Cat Command – How to Colorize Output Including Unknown Filetypes

catcolorssource-highlight

I like the colors I have in vim. Can I get my output similarly colorized when I do a cat?

I like that I can use the colorize tool as in Colorized `cat` for source and script files?. I would like that to be my standard for cat, e.g. I create an alias:

alias cat="source-highlight --out-format=esc -o STDOUT -i"

However if the file type is unknown, say .gitignore then this will return:

$ cat .gitignore_global
source-highlight: could not find a language definition for input file .gitignore

How could I have the command do a source-highlight cat version if it is a recognized file type and otherwise just do a standard black and white cat of the file?

One option is to have the alias be ccat but I'd prefer to have it replace cat itself if possible.

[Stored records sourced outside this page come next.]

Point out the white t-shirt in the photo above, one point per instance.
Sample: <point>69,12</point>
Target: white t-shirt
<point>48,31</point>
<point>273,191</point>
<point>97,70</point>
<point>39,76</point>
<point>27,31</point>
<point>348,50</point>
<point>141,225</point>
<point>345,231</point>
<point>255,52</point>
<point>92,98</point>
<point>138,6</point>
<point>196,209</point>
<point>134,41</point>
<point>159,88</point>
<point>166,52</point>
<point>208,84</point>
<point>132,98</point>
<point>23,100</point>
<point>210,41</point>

It would also be nice to be able to use wildcards, e.g. cat *.rb (or even ccat *.rb)? Currently that gives:

$ ccat *.rb
Please, use one of the two syntaxes for invocation: 
source-highlight [OPTIONS]... -i input_file -o output_file
source-highlight [OPTIONS]... [FILES]...

and it would be great to be able to do:

ls *.rb | xargs ccat # (or cat)

the same way I can do:

ls *.rb | xargs cat

Currently I get:

$ ls *.rb | xargs ccat
xargs: ccat: No such file or directory

Best Answer

Perhaps you could do something like the following script (untested):

#!/bin/sh

for fn in "$@"; do
    source-highlight --out-format=esc -o STDOUT -i $fn 2>/dev/null || /bin/cat $fn
done

This does a few things:

  • iterates through each command line argument
  • tries to run source-highlight, redirecting error output to /dev/null
  • if source-highlight fails, then run regular /bin/cat

You put this script in a file named cdc for example, then alias cat=cdc.

As a function

You can adapt the above script into a Bash function call which can then be incorporated into your dot files like so:

cdc() { 
  for fn in "$@"; do 
    source-highlight --out-format=esc -o STDOUT -i $fn 2>/dev/null || /bin/cat $fn;
  done 
}

Edit (Michael) for some reason trying to use ccat for the function name didn't work but cdc did!